Vivifica-me segundo tua palavra (Sl 119.25,26). Vida abundante é a cura para todas as nossas doenças. Somente o Senhor pode concedê-la. Ele pode concedê-la, e concedê-la imediatamente, e fazê-lo segundo sua palavra, sem afastar-se do curso usual de sua graça, como vemos indicado nas Escrituras. É bom saber pelo que orar -Davi busca vivificação - ele poderia ter orado por conforto ou ascensão. Ele, porém, sabia que essas coisas viriam da vida enriquecida, e por isso buscou aquela bênção que é a raiz do descanso. Quando uma pessoa se vê com espírito oprimido, fraca e arrojada ao chão, a principal coisa a fazer é aumentar sua energia e imbuir-se de mais vida; então seu espírito revive e seu corpo se põe ereto. Na vivificação da vida o homem, em sua totalidade, é renovado. Sacudir o pó é por si só uma coisa insignificante; mas, quando ela segue a vivificação, é uma bênção do maior valor; assim como as nobres atitudes, que fluem de uma boa saúde, também se dá entre as mais seletas de nossas mercês. A frase, "segundo tua palavra", significa segundo teu método revelado de vivificar teus santos. A Palavra de Deus nos mostra que aquele que primeiro nos criou também nos guardará vivos; e nos informa que o Espírito de Deus, através de suas ordenanças, derrama nova vida em nossas almas. Roguemos ao Senhor que aja em nós através de seu método regular de conceder sua graça. E provável que Davi recordasse da Palavra do Senhor como está em Deuteronômio 32.39, onde a Jeová compete tanto matar quanto fazer viver, e ele roga ao Senhor que exerça aquele poder vivificante em favor de seu servo já quase a expirar. Com certeza o homem de Deus não contasse com tantas e ricas promessas sobre as quais descansar como hoje temos; mas uma única palavra lhe era suficiente, e ele solicitamente opta por argumentar "segundo tua palavra". E algo comprovado ver um crente no pó e, contudo, reivindicar a promessa, pessoa essa que clama já na entrada da sepultura: "vivifica-me", esperando que assim se fará.

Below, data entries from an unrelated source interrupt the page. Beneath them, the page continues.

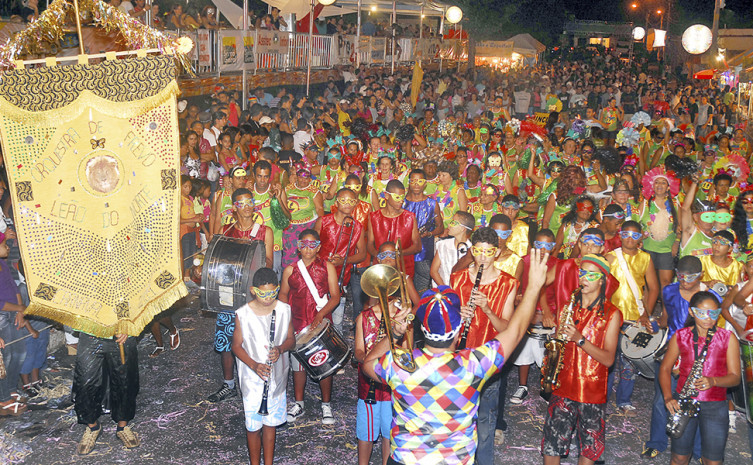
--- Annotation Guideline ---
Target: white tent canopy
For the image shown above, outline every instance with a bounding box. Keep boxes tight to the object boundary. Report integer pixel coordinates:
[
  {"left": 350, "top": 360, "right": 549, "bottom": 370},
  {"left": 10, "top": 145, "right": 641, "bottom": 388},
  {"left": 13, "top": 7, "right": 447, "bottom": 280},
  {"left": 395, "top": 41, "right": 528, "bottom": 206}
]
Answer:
[{"left": 508, "top": 34, "right": 546, "bottom": 57}]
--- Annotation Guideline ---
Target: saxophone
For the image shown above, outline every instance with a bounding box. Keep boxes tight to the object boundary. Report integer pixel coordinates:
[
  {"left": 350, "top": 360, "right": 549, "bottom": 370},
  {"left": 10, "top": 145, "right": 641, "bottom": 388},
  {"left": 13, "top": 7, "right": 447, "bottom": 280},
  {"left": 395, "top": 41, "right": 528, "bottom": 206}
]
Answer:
[
  {"left": 666, "top": 327, "right": 716, "bottom": 439},
  {"left": 541, "top": 286, "right": 581, "bottom": 394}
]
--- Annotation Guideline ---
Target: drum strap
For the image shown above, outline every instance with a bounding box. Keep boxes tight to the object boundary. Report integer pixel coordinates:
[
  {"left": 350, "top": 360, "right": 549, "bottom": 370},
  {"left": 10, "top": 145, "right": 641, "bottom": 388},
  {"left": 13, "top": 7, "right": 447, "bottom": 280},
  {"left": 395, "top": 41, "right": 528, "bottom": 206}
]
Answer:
[
  {"left": 614, "top": 247, "right": 646, "bottom": 315},
  {"left": 297, "top": 260, "right": 327, "bottom": 312}
]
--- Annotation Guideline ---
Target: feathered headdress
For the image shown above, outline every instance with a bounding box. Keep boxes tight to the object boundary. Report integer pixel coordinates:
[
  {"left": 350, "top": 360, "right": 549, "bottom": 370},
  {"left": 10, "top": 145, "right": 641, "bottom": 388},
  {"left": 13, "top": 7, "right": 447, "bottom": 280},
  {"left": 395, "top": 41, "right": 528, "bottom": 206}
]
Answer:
[
  {"left": 594, "top": 147, "right": 624, "bottom": 174},
  {"left": 630, "top": 111, "right": 651, "bottom": 126},
  {"left": 664, "top": 154, "right": 698, "bottom": 179},
  {"left": 642, "top": 166, "right": 680, "bottom": 199},
  {"left": 615, "top": 127, "right": 641, "bottom": 147}
]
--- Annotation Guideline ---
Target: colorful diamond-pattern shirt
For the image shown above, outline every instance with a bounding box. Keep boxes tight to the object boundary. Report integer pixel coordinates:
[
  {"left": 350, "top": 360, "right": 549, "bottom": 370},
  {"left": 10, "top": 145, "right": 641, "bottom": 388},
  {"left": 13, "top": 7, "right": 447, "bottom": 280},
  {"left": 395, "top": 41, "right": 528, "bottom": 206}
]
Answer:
[{"left": 375, "top": 339, "right": 505, "bottom": 465}]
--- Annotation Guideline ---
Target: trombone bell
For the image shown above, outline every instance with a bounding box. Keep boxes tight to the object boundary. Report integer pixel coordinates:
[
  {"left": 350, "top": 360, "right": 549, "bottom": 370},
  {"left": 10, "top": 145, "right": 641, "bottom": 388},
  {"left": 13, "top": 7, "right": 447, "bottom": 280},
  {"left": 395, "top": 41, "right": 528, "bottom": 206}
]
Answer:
[{"left": 361, "top": 265, "right": 417, "bottom": 373}]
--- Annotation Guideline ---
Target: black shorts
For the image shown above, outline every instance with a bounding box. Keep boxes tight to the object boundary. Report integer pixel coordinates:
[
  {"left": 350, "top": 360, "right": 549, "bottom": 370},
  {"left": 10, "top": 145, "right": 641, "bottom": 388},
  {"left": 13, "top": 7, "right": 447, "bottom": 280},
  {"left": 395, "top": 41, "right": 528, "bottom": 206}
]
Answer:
[{"left": 541, "top": 395, "right": 607, "bottom": 461}]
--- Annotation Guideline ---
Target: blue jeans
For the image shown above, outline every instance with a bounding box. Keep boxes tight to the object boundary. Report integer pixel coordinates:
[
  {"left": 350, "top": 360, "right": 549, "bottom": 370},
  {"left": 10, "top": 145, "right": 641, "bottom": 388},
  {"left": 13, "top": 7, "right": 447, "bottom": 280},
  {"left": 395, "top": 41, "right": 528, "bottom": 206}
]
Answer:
[
  {"left": 646, "top": 362, "right": 701, "bottom": 458},
  {"left": 476, "top": 376, "right": 500, "bottom": 465},
  {"left": 607, "top": 324, "right": 635, "bottom": 407},
  {"left": 672, "top": 400, "right": 729, "bottom": 461}
]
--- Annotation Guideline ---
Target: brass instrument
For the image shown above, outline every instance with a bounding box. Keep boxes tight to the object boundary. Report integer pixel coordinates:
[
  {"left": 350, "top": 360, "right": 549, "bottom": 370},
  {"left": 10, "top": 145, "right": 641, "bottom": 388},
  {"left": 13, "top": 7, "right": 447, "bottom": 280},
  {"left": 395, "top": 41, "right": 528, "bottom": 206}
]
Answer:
[
  {"left": 541, "top": 286, "right": 582, "bottom": 394},
  {"left": 361, "top": 265, "right": 417, "bottom": 373},
  {"left": 329, "top": 215, "right": 356, "bottom": 293},
  {"left": 458, "top": 265, "right": 484, "bottom": 350},
  {"left": 666, "top": 326, "right": 716, "bottom": 439}
]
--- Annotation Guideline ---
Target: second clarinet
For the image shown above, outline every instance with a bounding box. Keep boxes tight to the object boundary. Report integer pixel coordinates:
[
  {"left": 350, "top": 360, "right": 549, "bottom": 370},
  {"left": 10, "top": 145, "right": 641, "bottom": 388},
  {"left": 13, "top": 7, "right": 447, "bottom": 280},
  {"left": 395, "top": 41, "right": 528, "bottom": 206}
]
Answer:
[
  {"left": 259, "top": 310, "right": 277, "bottom": 416},
  {"left": 458, "top": 265, "right": 484, "bottom": 350}
]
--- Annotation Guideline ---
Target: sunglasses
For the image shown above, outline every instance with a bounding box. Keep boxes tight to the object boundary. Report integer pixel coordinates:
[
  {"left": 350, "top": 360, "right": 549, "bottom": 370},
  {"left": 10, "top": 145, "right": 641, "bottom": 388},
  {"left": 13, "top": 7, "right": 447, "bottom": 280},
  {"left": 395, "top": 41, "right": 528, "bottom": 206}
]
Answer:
[
  {"left": 620, "top": 231, "right": 643, "bottom": 241},
  {"left": 494, "top": 229, "right": 512, "bottom": 240},
  {"left": 377, "top": 250, "right": 397, "bottom": 262},
  {"left": 337, "top": 198, "right": 358, "bottom": 207},
  {"left": 533, "top": 241, "right": 554, "bottom": 252},
  {"left": 575, "top": 202, "right": 594, "bottom": 213},
  {"left": 233, "top": 199, "right": 254, "bottom": 210},
  {"left": 578, "top": 268, "right": 604, "bottom": 283},
  {"left": 471, "top": 245, "right": 499, "bottom": 258},
  {"left": 580, "top": 234, "right": 604, "bottom": 247},
  {"left": 677, "top": 272, "right": 703, "bottom": 283},
  {"left": 714, "top": 212, "right": 732, "bottom": 223},
  {"left": 298, "top": 239, "right": 322, "bottom": 249},
  {"left": 386, "top": 192, "right": 405, "bottom": 203},
  {"left": 690, "top": 307, "right": 722, "bottom": 320},
  {"left": 251, "top": 286, "right": 280, "bottom": 299},
  {"left": 447, "top": 220, "right": 473, "bottom": 231}
]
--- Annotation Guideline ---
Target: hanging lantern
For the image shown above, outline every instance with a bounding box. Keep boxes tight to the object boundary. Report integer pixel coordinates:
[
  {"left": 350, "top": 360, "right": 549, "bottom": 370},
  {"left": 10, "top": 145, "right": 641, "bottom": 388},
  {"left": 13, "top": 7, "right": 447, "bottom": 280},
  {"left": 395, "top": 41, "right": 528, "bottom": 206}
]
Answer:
[{"left": 682, "top": 24, "right": 712, "bottom": 55}]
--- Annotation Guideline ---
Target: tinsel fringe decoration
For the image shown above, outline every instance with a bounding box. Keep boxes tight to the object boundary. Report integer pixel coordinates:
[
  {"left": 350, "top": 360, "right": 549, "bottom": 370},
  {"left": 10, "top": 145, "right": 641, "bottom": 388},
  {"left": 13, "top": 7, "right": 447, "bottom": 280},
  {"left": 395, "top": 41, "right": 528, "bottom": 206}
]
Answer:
[
  {"left": 594, "top": 147, "right": 625, "bottom": 174},
  {"left": 0, "top": 0, "right": 194, "bottom": 75}
]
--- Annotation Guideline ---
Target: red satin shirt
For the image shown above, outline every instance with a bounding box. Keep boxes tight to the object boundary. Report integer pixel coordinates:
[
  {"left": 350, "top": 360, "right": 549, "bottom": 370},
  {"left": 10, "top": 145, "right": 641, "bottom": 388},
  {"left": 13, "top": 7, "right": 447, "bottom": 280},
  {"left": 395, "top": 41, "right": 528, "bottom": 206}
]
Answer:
[
  {"left": 369, "top": 210, "right": 416, "bottom": 278},
  {"left": 553, "top": 300, "right": 622, "bottom": 404},
  {"left": 288, "top": 257, "right": 332, "bottom": 333},
  {"left": 319, "top": 215, "right": 363, "bottom": 285}
]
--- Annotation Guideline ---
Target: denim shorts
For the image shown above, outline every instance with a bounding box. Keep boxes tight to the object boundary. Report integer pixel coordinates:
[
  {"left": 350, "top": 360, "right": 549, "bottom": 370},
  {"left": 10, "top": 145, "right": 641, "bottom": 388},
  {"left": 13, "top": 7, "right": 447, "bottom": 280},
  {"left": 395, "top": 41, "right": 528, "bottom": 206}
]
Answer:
[{"left": 672, "top": 400, "right": 729, "bottom": 461}]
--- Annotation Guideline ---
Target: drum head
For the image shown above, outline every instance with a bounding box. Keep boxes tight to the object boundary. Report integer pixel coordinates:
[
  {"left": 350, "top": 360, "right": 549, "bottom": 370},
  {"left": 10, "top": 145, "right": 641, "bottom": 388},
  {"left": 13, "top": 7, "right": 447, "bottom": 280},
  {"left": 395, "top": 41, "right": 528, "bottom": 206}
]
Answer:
[
  {"left": 200, "top": 236, "right": 265, "bottom": 312},
  {"left": 295, "top": 318, "right": 330, "bottom": 350}
]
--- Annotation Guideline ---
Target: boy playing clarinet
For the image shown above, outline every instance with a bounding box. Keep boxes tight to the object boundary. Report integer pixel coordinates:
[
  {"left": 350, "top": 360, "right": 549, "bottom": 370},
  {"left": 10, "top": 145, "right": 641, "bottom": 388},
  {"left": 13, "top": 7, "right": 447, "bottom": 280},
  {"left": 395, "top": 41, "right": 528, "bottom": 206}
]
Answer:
[{"left": 232, "top": 268, "right": 295, "bottom": 465}]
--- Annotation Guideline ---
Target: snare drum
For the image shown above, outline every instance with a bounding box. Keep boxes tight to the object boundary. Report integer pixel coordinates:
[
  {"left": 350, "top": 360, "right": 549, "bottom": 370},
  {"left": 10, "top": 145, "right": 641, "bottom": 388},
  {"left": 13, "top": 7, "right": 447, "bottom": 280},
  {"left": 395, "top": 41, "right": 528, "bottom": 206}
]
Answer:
[
  {"left": 740, "top": 329, "right": 753, "bottom": 425},
  {"left": 620, "top": 323, "right": 667, "bottom": 379},
  {"left": 291, "top": 319, "right": 351, "bottom": 381}
]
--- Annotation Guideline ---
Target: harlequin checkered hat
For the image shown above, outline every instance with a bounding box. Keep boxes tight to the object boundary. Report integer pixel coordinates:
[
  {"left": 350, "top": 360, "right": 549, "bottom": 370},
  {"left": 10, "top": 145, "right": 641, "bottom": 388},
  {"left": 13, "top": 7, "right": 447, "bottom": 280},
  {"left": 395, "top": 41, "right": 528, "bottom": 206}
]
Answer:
[{"left": 416, "top": 286, "right": 462, "bottom": 342}]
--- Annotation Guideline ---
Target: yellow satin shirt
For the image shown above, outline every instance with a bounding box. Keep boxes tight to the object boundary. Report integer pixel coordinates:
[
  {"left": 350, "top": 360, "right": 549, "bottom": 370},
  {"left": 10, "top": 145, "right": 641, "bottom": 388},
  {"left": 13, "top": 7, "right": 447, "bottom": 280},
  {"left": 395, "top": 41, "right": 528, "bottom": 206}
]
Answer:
[
  {"left": 494, "top": 252, "right": 523, "bottom": 278},
  {"left": 698, "top": 255, "right": 745, "bottom": 328},
  {"left": 607, "top": 250, "right": 651, "bottom": 321},
  {"left": 507, "top": 220, "right": 528, "bottom": 257}
]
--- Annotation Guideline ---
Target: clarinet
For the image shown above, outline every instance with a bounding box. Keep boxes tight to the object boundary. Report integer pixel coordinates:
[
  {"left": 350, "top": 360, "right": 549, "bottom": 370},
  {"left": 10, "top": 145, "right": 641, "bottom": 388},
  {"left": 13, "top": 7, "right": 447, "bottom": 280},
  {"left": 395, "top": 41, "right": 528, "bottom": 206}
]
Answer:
[
  {"left": 259, "top": 309, "right": 275, "bottom": 416},
  {"left": 364, "top": 319, "right": 384, "bottom": 405},
  {"left": 458, "top": 265, "right": 484, "bottom": 350},
  {"left": 666, "top": 326, "right": 716, "bottom": 439}
]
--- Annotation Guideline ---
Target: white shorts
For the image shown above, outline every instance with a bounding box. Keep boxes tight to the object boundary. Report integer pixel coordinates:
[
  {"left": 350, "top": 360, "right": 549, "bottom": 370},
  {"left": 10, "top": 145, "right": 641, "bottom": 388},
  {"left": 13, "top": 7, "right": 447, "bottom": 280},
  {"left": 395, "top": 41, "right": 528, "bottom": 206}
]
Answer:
[
  {"left": 514, "top": 334, "right": 546, "bottom": 366},
  {"left": 243, "top": 395, "right": 288, "bottom": 433}
]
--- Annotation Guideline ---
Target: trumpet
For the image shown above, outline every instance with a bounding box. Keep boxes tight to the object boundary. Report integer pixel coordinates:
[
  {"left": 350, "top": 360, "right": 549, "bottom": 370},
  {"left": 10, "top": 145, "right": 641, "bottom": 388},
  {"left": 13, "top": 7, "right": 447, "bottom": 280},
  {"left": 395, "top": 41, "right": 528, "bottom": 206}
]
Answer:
[
  {"left": 329, "top": 215, "right": 356, "bottom": 292},
  {"left": 361, "top": 265, "right": 417, "bottom": 373}
]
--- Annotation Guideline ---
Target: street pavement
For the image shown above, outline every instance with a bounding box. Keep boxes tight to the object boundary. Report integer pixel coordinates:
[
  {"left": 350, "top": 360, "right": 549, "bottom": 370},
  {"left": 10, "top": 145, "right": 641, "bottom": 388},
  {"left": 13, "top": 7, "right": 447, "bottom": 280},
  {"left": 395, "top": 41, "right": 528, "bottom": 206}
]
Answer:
[{"left": 0, "top": 295, "right": 751, "bottom": 465}]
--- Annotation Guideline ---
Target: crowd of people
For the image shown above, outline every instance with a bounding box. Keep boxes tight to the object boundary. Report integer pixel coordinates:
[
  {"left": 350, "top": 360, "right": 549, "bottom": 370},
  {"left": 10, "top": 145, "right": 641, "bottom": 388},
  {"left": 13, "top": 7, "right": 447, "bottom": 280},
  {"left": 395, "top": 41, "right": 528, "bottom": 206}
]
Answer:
[{"left": 0, "top": 48, "right": 753, "bottom": 464}]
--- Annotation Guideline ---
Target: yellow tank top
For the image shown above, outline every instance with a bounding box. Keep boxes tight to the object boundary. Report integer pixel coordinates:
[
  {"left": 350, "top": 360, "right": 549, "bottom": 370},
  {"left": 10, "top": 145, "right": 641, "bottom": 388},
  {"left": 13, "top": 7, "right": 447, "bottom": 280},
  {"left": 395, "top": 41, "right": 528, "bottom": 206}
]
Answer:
[{"left": 607, "top": 250, "right": 651, "bottom": 321}]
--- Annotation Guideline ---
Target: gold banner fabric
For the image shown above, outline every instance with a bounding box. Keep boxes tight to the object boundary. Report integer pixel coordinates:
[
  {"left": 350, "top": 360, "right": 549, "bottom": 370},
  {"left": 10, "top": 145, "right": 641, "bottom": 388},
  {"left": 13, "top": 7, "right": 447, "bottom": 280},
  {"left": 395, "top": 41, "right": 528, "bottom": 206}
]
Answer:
[{"left": 0, "top": 57, "right": 187, "bottom": 337}]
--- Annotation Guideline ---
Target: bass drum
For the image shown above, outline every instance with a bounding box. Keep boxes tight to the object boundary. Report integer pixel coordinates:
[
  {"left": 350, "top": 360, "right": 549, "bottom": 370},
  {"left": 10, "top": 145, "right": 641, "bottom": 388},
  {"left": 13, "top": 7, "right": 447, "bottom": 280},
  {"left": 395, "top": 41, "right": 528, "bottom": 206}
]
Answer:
[
  {"left": 200, "top": 236, "right": 265, "bottom": 313},
  {"left": 740, "top": 329, "right": 753, "bottom": 425},
  {"left": 620, "top": 324, "right": 667, "bottom": 379}
]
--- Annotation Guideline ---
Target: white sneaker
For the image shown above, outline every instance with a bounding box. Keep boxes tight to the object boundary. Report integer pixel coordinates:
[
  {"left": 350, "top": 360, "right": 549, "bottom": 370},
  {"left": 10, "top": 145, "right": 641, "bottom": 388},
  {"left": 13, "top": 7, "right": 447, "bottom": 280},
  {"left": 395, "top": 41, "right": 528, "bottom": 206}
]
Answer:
[
  {"left": 510, "top": 386, "right": 528, "bottom": 405},
  {"left": 322, "top": 405, "right": 335, "bottom": 425},
  {"left": 288, "top": 402, "right": 303, "bottom": 423}
]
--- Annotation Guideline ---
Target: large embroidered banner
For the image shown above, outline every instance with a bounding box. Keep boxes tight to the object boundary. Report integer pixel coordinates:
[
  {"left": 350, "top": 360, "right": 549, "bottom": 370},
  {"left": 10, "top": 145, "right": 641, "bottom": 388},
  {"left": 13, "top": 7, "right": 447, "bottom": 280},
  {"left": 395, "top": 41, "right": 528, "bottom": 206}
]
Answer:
[{"left": 0, "top": 56, "right": 187, "bottom": 337}]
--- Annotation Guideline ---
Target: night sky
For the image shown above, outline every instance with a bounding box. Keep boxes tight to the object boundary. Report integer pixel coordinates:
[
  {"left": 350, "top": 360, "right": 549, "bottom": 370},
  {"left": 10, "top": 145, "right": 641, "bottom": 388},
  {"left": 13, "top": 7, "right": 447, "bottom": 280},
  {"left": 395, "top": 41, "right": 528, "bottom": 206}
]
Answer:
[{"left": 563, "top": 0, "right": 753, "bottom": 26}]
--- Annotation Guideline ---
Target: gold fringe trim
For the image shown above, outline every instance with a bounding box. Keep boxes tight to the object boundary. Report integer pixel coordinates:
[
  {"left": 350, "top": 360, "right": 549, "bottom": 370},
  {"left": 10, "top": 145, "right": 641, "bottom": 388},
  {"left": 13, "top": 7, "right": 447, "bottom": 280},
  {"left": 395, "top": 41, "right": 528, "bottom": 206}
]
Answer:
[
  {"left": 24, "top": 281, "right": 188, "bottom": 338},
  {"left": 0, "top": 80, "right": 180, "bottom": 127}
]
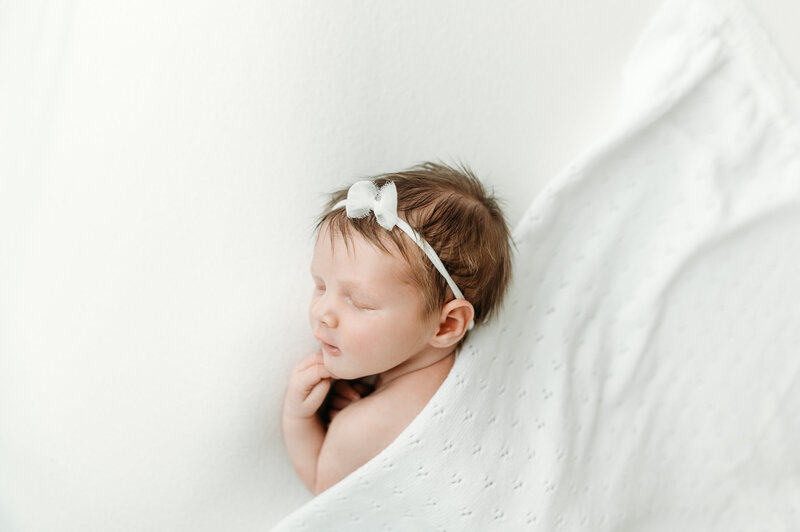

"Para que eu viva"; "Vivifica-me". Enquanto se vê numa situação ditosa, ele ora para ser tratado com liberalidade; e quando se vê numa condição de desamparo, ele ora por vivificação. Ávida, em ambos os casos, é o objeto de busca — para que possa ter vida, e vida com abundância. Isso realmente eqüivale a sabedoria. Os tolos anseiam por alimen¬to, e contudo perdem a vida; os sábios, porém, sabem que a vida é mais que o alimento. Nutrir ansiedade por riquezas, e negligenciar a alma, é o pecado corriqueiro dos incrédulos; e buscar as verdadeiras riquezas visando ao aumento de vida é a prudente trajetória dos cristãos verdadeiros. Vida, eterna vida, é o tesouro genuíno. Nosso Senhor veio não só para que tivéssemos vida, mas também para que a tivéssemos com muita abundância. Senhor, derramaste tua abundante vida em nós, para que fôssemos vivificados e para alcançarmos a plenitude de nossa humanidade e sermos cheios de toda a plenitude de Deus.


Eu te declarei meus caminhos. A confissão pública é algo muito saudável para a alma. Nada traz mais tranqüilidade e mais vida a uma pessoa do que o reconhecimento franco do mal que causou tristeza e letargia. Tal declaração [ou exposição] prova que o homem conheceu sua própria condição, e não é mais cego pela soberba. Nossas confissões não pretendem fazer Deus conhecer nossos pecados, mas fazer-nos conhecê-los. E tu me ouviste. Sua confissão fora aceita; não foi perda de tempo; através dela, Deus aproximou-se dele. Não devemos jamais exercer um dever sem antes sermos aceitos para tal função. O perdão acompanha uma confissão penitente, e Davi sentia que o obtivera. E próprio de Deus perdoar nosso caminho pecaminoso quando sinceramente confessamos o erro.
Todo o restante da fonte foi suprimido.